Watching all of Woody Allen's films in order: Alice (1990)
Then The first time I read about Alice was in the late, somewhat lamented Starburst Magazine who seemed quite surprised to be covering a Woody Allen film but were polite and lengthy all the same with a giant picture of Mia filling three quarters of a page. When I finally saw the film as part of the HMV splurge of 1994, I was bored, although I think I did have a cold at the time. One should never watch films for the first time when you’re running a fever. It’s not fair to them.
Now We’re through the looking glass now people, just over halfway through this adventure. As I may have mentioned, I’m tending to watch, through Lovefilm, the movies that the BFI are programming in a given month and in March they’ve scheduled, because of the Tim Burton 3D spectacular, adaptations and films influenced by Alice In Wonderland. From my vague memory I’d wondered why Woody’s film wasn’t included, given the potions and ghostly goings on.
Showing the BFI’s keen curatorial sensibilities, the reason this film wasn’t included (unless it was because of print availability) is that though Alice enters a new emotional wonderland aided by the herbs with their fantastical properties, the icons of Lewis Carroll’s story aren’t included. There isn’t a white rabbit exactly. Some people are seen playing cards and Alec Baldwin’s ghost has a Cheshire cat grin.
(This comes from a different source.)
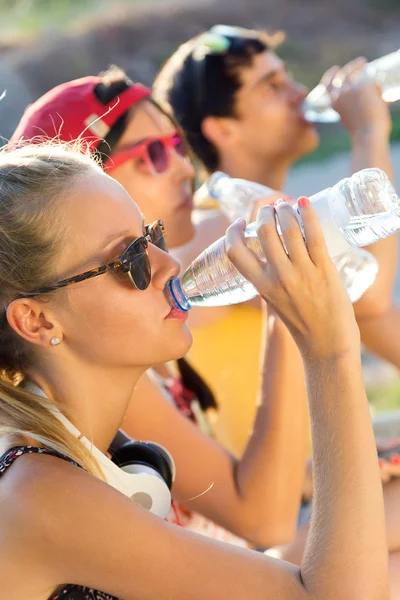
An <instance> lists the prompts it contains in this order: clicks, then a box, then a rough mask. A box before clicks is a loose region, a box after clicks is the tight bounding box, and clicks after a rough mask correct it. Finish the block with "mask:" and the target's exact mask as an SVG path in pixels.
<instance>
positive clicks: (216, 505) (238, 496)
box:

But if Mia’s character was called Mildred, the audience might not make a direct connection.
In fact, now that I turn as ever to the Bjorkman interview, he actively distances himself from Carroll, stating that he chose Alice because it’s “a quintessential kind of rich WASPy name” and it might as well have been Leslie. Woody instead explains that he was trying to make a comic version of Another Woman, with the device of listening in (this time through invisibility) as the way of provoking the character to change her life after viewing her so-called friends and position from the outside.
That allows him to finally give Mia a proper starring role in which she’s allowed to offer the wide range of emotions that she was always obviously capable of but generally only allowed to offer one character at a time. Across the film, via the herbs, Alice becomes a seductress, adultress, gossip, horrendously stoned and finally as feminine as she’s perhaps ever been. Mia is one of my small revelations during the process; far from the repellent slightly winy figure I’d remembered, she’s funny, resilient and at times incredibly sexy. And that’s just in this film.
She’s ably supported by the men, but Woody is careful never to let them take over, with understandable exception of Keye Luke as Mr. Yang, her spiritual guide who’s hypnotic voice drives her forward. If William Hurt at times seems like he’s wandered in from an Adrian Lynne domestic revenge thriller, Joe Mantegna is incredible, demonstrating how underused he’s been across his career playing dozens of mafia figures. His speechless reaction to Alice’s advances is one of his best ever scenes. When Woody says that half his directing is done in the casting, this is the kind of film which demonstrates what that means.
There are other casting surprises. Baldwin (in the same year as Hunt For Red October) appears as the ghostly presence of one of Mia past lovers, offering relationship to advice to Mia just as Bogart did for Allan in Play It Again, Sam. A post-Moonlighting Cybill Shepherd has a tiny role as a tv producer. This is Bernadette Peters’s only appearance in a Woody Allen film as a Muse (“Very deep is exactly where he wants to put it”). At one point a famous model is pointed out, she turns around, and it’s Elle McPhereson. Even Bob Balaban is in there somewhere towards the end. It’s also a good film for Woody ensemble watchers with Julie Kavner cameoing, Blythe Danner and the first appearance from Judy Davis.
As you can tell from all these paragraphs I’m quite enamoured with Alice (and its casting). It’s not his best film; it’s at least ten minutes too long and Carlo Di Palma is back behind the camera with his very long takes which make some scenes drag a bit. The orientalist “other” approach to Far Eastern culture is a shame but in vogue at the time (see Gremlins and Blade Runner). But as an attempt to inject magic and fantasy into what theorist Molly Haskell called “women’s films” and offer a third way at the conclusion from the usual climax of such things as marriage or oblivion it has to be applauded.
Alice was seriously underrated. By me.